The fact is, stars don't win NBA championships . . . superstars do. The 1992 Olympic Dream Team -- the only squad actually deserving this moniker -- was the greatest collection of talent in one uniform in the history of the sport. Eleven future Hall of Famers (and Christian Laettner) made a mockery of the competition in Barcelona. Larry Bird couldn't start for this team, for crying out loud.

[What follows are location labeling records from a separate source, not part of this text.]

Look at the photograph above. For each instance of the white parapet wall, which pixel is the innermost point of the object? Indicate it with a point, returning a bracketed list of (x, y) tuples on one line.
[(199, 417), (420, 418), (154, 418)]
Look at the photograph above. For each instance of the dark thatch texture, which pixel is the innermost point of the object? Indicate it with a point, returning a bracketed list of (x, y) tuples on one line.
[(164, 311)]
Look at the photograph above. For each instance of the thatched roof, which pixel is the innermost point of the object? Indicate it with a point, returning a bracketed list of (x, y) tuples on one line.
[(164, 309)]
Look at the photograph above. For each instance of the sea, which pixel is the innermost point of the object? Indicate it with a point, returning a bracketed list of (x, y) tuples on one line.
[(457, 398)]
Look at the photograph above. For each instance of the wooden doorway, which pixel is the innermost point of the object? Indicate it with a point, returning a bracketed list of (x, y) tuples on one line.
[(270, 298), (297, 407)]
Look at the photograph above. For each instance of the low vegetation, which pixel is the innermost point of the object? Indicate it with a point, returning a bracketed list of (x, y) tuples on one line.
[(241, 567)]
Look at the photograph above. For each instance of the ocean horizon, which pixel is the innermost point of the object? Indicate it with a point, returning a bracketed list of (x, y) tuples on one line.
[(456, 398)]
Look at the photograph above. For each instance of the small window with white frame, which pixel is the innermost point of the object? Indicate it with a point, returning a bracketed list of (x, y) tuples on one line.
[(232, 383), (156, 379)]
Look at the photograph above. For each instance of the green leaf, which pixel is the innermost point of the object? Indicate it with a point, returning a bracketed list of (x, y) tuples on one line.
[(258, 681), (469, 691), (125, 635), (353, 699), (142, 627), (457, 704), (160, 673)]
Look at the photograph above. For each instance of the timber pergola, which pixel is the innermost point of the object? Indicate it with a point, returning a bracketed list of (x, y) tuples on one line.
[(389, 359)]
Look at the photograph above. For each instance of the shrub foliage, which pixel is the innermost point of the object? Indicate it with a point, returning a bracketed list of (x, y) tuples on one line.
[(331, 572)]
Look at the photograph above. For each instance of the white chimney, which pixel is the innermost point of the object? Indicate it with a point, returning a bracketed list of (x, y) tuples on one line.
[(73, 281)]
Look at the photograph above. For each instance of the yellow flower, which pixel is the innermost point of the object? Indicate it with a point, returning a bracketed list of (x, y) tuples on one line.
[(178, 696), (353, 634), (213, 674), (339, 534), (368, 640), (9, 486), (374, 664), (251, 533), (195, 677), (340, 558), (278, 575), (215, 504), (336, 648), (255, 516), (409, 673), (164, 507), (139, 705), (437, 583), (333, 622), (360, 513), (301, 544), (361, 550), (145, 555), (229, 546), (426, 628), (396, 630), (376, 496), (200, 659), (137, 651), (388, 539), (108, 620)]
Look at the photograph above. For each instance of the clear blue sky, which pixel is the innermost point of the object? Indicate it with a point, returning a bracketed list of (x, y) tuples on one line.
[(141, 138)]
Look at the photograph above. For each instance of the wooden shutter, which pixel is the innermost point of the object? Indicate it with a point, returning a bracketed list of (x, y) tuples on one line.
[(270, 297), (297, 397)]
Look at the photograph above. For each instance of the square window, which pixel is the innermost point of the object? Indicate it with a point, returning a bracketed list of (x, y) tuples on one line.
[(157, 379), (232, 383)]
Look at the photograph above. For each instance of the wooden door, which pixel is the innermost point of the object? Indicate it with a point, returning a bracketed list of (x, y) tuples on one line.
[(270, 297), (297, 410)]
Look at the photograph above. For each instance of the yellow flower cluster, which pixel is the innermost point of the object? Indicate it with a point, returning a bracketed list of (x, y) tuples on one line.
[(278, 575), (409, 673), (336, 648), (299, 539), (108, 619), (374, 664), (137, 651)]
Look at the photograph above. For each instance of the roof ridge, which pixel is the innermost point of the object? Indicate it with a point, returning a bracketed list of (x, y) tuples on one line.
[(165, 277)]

Consider that from 1980 through 2000, every NBA Finals series -- all 21 of them -- featured a once-or-future member of the 1992 Olympic Dream Team. And since 1999, the Finals have featured either Shaquille O'Neal or Tim Duncan . . . every year. A certifiable superstar remains the be-all, end-all for NBA championship aspirations.
Stop this madness, you say? What about the Pistons, the "ultimate team" of 2004 and, again this year, one of three legitimate title contenders? No modern Dream Teamer in Detroit. An aberration, I tell you. And remember, this team had FOUR All-Stars this season, and not one of them was chosen by fans to start (meaning they made the team on their merits, as judged by NBA coaches). I'll grant a concession to what might be called the Superstar Trophy Rule: four All-Stars equals one superstar. Next winter, if Pau Gasol, Mike Miller, Eddie Jones, and Shane Battier all make the Western Conference squad, Memphis will have bridged the gap.
What kind of odds would you have gotten this time last year if you'd picked the Chicago White Sox to win the World Series? Or how about taking the Pittsburgh Steelers to win three playoff games on the road, then win the Super Bowl? You see, there are still surprise champions in baseball and the NFL. When was the last surprise winner in the NBA? I'll concede those 2004 Pistons, but only with their star-studded qualifier (and let's not forget Hall of Fame coach Larry Brown on their bench). Fact is, not since Seattle won the 1979 NBA title with no bigger name than Dennis Johnson has basketball crowned a less than predictable champion.
So let the festivities begin! Sixteen teams, thirteen of them sprinting down a dead-end street.